Als Wei Jingsheng 1950 in Beijing geboren wurde, war die Volksrepublik China gerade gegründet worden. Weis Eltern waren loyale Mitglieder der Kommunistischen Partei, Weis Vater hatte einen hohen Posten im Außenministerium und Beziehungen zur höchsten Führungsebene von Staat und Partei. Weis Mutter war Parteikader in einem Industriebetrieb. Die Familie lebte in einem Komplex, wo ausschließlich Parteikader wohnten. Wei Jingsheng, das älteste von vier Kindern, besucht Eliteschulen und wird zu einem ergebenen Maoisten herangezogen.

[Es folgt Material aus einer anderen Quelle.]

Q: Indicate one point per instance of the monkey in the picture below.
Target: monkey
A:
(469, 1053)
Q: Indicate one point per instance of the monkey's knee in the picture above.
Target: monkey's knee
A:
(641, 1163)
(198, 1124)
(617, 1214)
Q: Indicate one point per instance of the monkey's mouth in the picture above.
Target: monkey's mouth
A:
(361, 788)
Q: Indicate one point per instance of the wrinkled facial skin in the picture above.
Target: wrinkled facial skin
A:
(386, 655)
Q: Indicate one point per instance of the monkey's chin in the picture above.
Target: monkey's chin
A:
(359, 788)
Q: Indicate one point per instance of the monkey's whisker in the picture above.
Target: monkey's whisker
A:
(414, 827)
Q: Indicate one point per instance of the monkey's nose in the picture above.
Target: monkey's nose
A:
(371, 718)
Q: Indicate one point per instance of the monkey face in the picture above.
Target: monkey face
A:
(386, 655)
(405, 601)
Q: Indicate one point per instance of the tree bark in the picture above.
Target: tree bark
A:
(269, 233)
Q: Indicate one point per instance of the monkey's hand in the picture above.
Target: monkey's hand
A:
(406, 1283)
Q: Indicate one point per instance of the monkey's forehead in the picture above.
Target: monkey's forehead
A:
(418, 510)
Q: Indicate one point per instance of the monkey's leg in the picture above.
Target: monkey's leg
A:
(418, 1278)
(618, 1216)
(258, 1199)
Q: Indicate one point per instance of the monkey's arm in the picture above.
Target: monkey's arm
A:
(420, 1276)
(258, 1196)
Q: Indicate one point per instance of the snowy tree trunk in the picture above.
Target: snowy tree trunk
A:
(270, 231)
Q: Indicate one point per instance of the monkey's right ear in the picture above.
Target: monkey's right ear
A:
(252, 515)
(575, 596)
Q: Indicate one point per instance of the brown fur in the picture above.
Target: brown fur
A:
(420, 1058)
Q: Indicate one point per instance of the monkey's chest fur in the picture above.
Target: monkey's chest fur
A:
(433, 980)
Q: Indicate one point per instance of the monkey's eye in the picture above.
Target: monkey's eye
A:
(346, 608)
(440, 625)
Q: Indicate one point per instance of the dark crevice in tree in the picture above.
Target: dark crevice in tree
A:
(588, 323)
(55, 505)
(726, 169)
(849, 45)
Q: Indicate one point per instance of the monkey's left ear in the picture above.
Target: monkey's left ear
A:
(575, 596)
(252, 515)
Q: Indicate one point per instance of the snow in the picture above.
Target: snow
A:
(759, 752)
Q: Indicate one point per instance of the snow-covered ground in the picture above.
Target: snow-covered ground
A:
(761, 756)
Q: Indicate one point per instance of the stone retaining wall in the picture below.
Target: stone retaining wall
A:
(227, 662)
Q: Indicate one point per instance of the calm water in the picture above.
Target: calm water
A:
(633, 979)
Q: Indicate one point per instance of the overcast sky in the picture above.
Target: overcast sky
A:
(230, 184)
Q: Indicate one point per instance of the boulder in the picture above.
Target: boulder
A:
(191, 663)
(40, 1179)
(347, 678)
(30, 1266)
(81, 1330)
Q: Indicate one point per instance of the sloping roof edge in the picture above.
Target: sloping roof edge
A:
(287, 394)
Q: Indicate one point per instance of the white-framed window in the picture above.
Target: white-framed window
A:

Während Weis Kindheit wird die Volksrepublik China zu einem Staat nach sowjetischem Vorbild aufgebaut. Land und Produktionsanlagen werden kollektiviert, Feinde des Staates werden bekämpft und im Rahmen der Kampagne gegen die Rechten werden Intellektuelle, Wissenschaftler und Künstler verfolgt. Der Versuch Mao Zedongs, 1958 mit dem Großen Sprung nach vorn den Entwicklungsrückstand zur industrialisierten Welt aufzuholen, endet in einem kompletten Desaster und einer riesigen Hungersnot.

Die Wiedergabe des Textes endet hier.